Now, how can we use learning curves to detect our model is underfitting? See an example showing validation and training cost (loss) curves:

- The cost (loss) function is high and doesn’t decrease with the number of iterations, both for the validation and training curves
- We could actually use just the training curve and
**check that the loss is high and that it doesn’t decrease, to see that it’s underfitting**

### 3.2. High Variance/Overfitting

Let’s briefly review these two concepts:

*Variance*: High variance happens when the model is too complex and doesn’t represent the simpler real patterns existing in the data*Overfitting*: The algorithm captures well the training data, but it performs poorly on new data, so it’s not able to generalize

These are also directly related concepts: The higher the variance of a model, the more it overfits the training data.

Let’s take the same example as before, where we wanted a linear model to approximate these blue dots:

Now, on the other extreme, let’s imagine we’re very perfectionist machine learning practitioners and we propose a linear model that perfectly explains our data like this:

Well, we understand intuitively that this line is not what we wanted, either. Indeed, it fits the data, but it doesn’t represent the real pattern in it.

When a new example appears, it will struggle to model it. See a new example (in orange):

Using the overfitted model, it won’t predict well enough the new example:

How could we use learning curves to detect a model is overfitting? We’ll need both the validation and training loss curves:

- The training loss goes down over time, achieving low error values
- The
**validation loss goes down until a turning point is found, and there it starts going up again. That point represents the beginning of overfitting**

### 3.3. Finding the Right Bias/Variance Tradeoff

The solution to the bias/variance problem is to find a sweet spot between them.

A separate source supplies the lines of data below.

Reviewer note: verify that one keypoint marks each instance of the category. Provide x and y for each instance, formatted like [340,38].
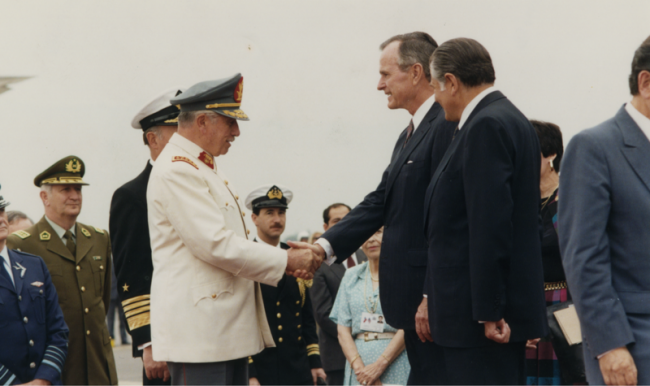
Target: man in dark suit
[295,359]
[130,235]
[484,278]
[327,281]
[604,211]
[397,203]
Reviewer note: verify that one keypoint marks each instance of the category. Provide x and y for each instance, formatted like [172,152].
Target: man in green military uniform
[78,257]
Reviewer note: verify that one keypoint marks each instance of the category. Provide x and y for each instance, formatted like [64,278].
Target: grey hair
[415,47]
[187,118]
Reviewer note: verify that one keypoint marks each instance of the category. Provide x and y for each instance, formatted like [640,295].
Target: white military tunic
[205,303]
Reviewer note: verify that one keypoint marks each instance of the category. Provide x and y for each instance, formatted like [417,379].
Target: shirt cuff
[143,346]
[329,251]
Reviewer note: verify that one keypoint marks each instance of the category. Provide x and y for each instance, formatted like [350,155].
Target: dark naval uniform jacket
[129,231]
[83,283]
[291,319]
[34,335]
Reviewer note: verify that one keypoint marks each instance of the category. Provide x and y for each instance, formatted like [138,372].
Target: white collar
[59,229]
[422,111]
[472,105]
[259,240]
[641,120]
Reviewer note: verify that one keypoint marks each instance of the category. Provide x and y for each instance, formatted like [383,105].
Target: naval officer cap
[223,96]
[68,170]
[269,196]
[158,112]
[3,203]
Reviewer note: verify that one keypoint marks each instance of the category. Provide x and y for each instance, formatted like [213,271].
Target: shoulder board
[22,234]
[178,158]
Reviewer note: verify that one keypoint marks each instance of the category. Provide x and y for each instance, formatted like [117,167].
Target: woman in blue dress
[374,349]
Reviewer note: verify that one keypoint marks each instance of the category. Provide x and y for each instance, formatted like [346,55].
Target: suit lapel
[637,146]
[54,244]
[420,132]
[17,273]
[491,97]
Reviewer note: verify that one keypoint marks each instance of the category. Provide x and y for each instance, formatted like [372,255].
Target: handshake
[304,259]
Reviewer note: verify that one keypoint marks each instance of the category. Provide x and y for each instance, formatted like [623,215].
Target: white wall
[318,124]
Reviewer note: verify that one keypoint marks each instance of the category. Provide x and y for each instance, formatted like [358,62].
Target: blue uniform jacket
[34,336]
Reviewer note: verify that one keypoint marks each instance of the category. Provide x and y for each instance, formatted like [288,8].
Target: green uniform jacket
[83,283]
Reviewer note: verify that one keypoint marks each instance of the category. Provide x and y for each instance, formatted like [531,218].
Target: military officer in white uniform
[207,313]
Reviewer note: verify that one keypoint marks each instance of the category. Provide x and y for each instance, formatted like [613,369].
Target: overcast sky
[318,124]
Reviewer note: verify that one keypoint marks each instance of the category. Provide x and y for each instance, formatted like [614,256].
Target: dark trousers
[425,360]
[497,364]
[155,381]
[234,372]
[335,377]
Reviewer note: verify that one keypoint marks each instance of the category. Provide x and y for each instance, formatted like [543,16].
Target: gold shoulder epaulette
[178,158]
[22,234]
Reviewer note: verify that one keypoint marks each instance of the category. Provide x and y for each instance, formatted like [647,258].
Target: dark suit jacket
[483,229]
[604,212]
[327,281]
[31,323]
[398,204]
[292,324]
[129,231]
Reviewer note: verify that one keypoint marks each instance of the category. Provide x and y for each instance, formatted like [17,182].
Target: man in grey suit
[327,281]
[604,231]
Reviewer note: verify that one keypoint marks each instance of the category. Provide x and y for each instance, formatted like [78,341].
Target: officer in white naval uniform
[207,313]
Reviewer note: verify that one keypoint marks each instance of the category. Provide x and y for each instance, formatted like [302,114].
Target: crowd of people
[474,261]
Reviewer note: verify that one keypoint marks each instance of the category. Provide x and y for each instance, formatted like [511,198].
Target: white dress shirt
[7,263]
[472,105]
[641,120]
[417,118]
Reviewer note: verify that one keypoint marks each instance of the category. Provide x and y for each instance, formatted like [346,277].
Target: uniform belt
[552,286]
[368,336]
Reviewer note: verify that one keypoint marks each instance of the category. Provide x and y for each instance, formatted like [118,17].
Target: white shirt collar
[472,105]
[422,111]
[641,120]
[259,240]
[59,229]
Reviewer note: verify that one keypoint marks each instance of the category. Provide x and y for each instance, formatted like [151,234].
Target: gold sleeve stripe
[136,305]
[138,311]
[135,299]
[139,321]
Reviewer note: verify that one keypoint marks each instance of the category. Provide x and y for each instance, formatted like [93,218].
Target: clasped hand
[304,259]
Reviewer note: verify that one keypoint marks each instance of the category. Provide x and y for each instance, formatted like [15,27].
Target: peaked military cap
[158,112]
[68,170]
[3,203]
[269,196]
[223,96]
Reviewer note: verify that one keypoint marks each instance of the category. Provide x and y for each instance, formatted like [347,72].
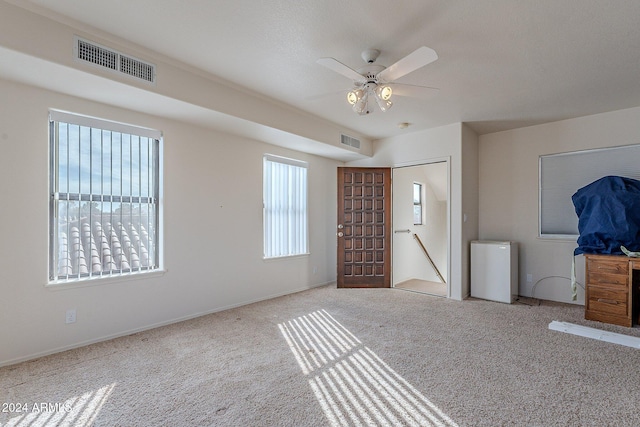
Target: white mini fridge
[494,270]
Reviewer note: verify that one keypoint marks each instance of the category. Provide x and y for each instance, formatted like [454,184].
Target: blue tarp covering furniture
[608,215]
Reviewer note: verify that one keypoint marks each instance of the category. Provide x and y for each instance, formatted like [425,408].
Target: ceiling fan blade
[418,58]
[320,96]
[340,68]
[414,91]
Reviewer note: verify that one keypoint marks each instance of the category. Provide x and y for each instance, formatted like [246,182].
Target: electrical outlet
[71,316]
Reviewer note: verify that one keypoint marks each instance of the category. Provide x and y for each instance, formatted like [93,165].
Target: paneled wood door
[364,228]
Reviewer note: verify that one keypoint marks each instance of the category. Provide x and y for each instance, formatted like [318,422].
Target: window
[561,175]
[104,211]
[285,207]
[417,203]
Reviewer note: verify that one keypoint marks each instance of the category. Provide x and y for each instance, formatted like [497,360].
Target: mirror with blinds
[561,175]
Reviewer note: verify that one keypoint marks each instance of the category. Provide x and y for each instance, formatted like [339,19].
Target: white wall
[409,262]
[213,231]
[446,142]
[508,164]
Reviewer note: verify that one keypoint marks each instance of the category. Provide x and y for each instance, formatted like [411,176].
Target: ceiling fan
[377,82]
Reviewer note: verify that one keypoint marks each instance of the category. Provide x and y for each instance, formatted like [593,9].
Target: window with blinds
[285,207]
[104,198]
[561,175]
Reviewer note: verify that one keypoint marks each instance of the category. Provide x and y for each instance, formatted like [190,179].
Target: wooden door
[364,228]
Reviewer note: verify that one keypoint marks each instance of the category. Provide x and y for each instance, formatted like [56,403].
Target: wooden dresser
[612,290]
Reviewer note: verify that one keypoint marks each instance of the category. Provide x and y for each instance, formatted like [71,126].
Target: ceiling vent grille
[350,141]
[113,60]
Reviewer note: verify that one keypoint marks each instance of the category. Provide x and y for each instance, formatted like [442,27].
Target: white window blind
[104,209]
[561,175]
[285,207]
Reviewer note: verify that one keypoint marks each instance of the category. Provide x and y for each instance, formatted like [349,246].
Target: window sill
[98,281]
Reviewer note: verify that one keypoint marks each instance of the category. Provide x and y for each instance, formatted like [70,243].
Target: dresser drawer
[611,301]
[611,273]
[608,266]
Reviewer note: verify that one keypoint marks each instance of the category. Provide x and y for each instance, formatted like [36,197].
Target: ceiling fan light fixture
[384,104]
[362,106]
[354,96]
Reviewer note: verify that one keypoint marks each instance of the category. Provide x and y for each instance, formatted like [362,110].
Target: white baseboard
[153,326]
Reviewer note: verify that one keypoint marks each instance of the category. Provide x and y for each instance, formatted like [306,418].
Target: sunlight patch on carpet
[76,411]
[352,384]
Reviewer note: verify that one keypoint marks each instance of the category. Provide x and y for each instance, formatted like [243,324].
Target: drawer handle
[608,301]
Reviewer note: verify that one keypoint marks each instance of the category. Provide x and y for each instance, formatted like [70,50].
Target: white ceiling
[502,63]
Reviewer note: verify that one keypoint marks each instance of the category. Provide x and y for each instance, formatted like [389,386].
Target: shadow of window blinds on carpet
[75,411]
[352,384]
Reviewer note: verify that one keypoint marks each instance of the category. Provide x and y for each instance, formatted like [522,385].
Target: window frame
[155,170]
[303,245]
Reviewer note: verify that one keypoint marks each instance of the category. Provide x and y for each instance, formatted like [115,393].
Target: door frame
[447,160]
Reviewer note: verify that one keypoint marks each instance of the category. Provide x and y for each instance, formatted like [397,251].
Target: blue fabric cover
[608,215]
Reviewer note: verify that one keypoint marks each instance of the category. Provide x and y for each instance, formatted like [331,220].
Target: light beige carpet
[340,357]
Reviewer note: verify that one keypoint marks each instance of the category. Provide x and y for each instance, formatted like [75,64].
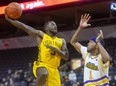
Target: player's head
[50,27]
[92,45]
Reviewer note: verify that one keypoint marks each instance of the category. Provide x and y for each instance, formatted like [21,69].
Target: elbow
[71,42]
[66,57]
[106,59]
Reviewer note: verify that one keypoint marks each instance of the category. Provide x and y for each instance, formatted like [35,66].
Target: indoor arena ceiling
[63,16]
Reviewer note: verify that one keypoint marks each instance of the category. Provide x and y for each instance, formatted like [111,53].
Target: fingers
[86,16]
[101,32]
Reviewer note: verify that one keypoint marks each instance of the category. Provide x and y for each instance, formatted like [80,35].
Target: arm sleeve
[83,51]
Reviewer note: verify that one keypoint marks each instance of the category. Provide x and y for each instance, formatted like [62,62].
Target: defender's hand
[100,36]
[84,21]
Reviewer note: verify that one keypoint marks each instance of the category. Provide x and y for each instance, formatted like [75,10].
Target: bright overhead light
[113,6]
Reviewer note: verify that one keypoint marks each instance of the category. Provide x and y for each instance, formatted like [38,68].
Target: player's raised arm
[103,52]
[83,24]
[64,53]
[30,30]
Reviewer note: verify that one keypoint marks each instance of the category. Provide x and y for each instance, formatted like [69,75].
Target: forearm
[63,54]
[103,52]
[74,39]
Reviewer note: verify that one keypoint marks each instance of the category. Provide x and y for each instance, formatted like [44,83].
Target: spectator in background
[72,77]
[96,58]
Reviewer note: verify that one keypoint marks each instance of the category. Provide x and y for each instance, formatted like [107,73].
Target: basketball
[13,10]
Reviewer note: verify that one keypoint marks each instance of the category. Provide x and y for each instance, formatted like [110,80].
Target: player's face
[53,27]
[91,46]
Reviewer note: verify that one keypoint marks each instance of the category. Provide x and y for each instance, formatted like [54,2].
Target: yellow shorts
[53,74]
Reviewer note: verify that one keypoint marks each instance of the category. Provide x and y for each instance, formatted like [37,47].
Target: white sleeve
[83,51]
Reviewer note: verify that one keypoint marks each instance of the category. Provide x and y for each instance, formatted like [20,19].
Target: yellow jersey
[45,54]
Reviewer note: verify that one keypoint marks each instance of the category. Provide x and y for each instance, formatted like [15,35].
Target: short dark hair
[46,25]
[94,39]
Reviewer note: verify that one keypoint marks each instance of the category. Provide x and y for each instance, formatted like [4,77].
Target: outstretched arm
[103,52]
[64,53]
[83,24]
[30,30]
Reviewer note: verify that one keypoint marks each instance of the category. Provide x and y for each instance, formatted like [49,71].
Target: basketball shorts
[53,74]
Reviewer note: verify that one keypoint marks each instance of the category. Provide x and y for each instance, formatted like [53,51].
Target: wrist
[81,27]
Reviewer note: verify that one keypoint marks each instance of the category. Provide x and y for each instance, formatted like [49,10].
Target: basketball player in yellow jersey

In the example given above:

a good linear model for the data would be a line like this:

So, when a new example appears:

We will make a better prediction:

We can use the validation and training loss curves to find the right bias/variance tradeoff:

**The training process should be stopped when the validation error trend changes from descending to ascending**- If we stop the process before that point, the model will underfit
- If we stop the process after that point, the model will overfit

## 4. How to Detect Representativeness

### 4.1. What Representativeness Means

A representative dataset reflects proportionally statistical characteristics in another dataset from the same domain.

We could find the training dataset is not representative in relation to the validation dataset and vice-versa.

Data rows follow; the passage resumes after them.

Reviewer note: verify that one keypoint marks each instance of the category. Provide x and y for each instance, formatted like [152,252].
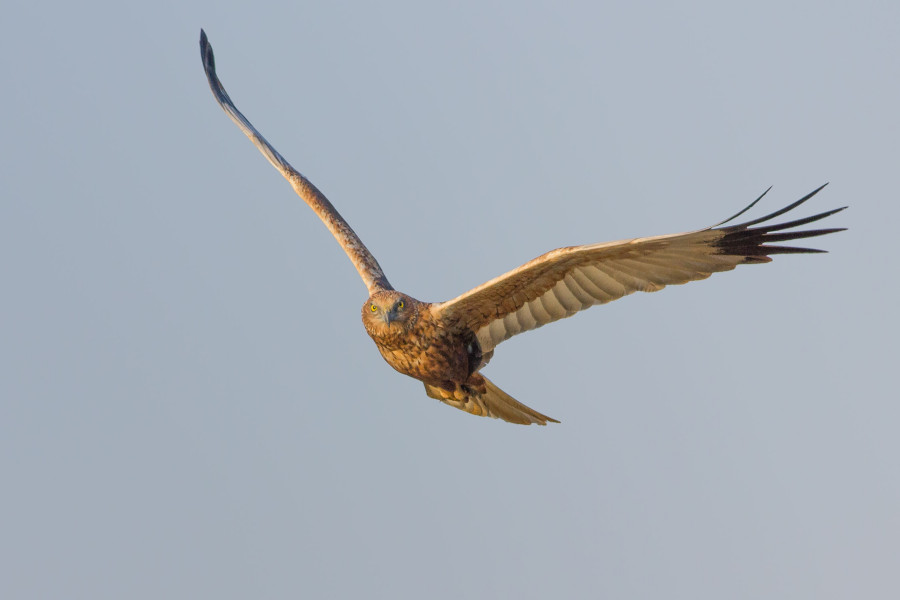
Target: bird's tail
[479,396]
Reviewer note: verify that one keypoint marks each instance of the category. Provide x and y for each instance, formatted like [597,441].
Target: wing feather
[564,281]
[365,263]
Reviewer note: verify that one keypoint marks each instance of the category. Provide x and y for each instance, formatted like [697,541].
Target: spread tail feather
[479,396]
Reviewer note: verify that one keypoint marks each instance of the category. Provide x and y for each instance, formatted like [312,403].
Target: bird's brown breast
[425,350]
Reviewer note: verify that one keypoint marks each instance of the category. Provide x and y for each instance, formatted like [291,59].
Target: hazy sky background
[190,407]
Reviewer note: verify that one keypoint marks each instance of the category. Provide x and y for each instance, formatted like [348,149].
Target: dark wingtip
[206,55]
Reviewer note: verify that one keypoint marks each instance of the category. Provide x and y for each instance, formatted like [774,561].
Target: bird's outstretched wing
[365,263]
[565,281]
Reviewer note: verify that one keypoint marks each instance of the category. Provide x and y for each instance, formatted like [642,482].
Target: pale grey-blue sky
[190,407]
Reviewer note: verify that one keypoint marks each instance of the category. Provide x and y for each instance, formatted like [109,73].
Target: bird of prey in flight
[446,344]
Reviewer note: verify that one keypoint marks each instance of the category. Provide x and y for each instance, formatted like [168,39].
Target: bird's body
[445,344]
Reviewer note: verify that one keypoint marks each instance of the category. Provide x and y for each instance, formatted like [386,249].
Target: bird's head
[389,312]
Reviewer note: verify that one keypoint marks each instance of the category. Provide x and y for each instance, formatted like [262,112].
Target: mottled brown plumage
[445,345]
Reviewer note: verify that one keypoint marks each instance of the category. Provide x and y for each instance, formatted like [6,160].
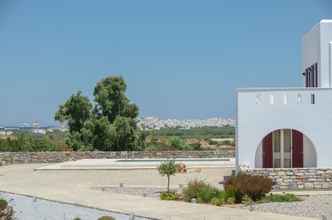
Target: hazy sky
[181,59]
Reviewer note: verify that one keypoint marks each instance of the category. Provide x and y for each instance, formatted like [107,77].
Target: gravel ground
[312,206]
[153,192]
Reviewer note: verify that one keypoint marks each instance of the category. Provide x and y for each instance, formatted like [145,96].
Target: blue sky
[181,59]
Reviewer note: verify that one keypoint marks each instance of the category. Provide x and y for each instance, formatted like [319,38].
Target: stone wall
[55,157]
[298,178]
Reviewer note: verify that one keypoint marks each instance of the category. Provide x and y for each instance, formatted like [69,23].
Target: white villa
[291,127]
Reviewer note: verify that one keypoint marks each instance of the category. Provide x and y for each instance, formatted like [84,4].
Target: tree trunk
[168,183]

### 4.2. Unrepresentative Training Dataset

This happens **when the data available during training is not enough to capture the model, relative to the validation dataset**.

We can spot this issue by showing one loss curve for training and another for validation:

The train and validation curves are improving, but there’s a big gap between them, which means they operate like datasets from different distributions.

### 4.3. Unrepresentative Validation Dataset

This happens when the validation dataset does not provide enough information to evaluate the ability of the model to generalize.

The first scenario is:

As we can see, the training curve looks ok, but the validation function moves noisily around the training curve.

It could be the case that validation data is scarce and not very representative of the training data, so the model struggles to model these examples.

The second scenario is:

Here we find the validation loss is much better than the training one, which reflects the validation dataset is easier to predict than the training dataset.

An explanation could be the validation data is scarce but widely represented by the training dataset, so the model performs extremely well on these few examples.

Anyway, this means the validation dataset does not represent the training dataset, so there is a problem with representativeness.

## 5. Conclusion

In this tutorial, we reviewed some basic concepts required to understand the concepts behind learning curves and how to use them.

Next, we learned how to interpret learning curves and the way they can be used to avoid common learning problems such as underfitting, overfitting, or unrepresentativeness.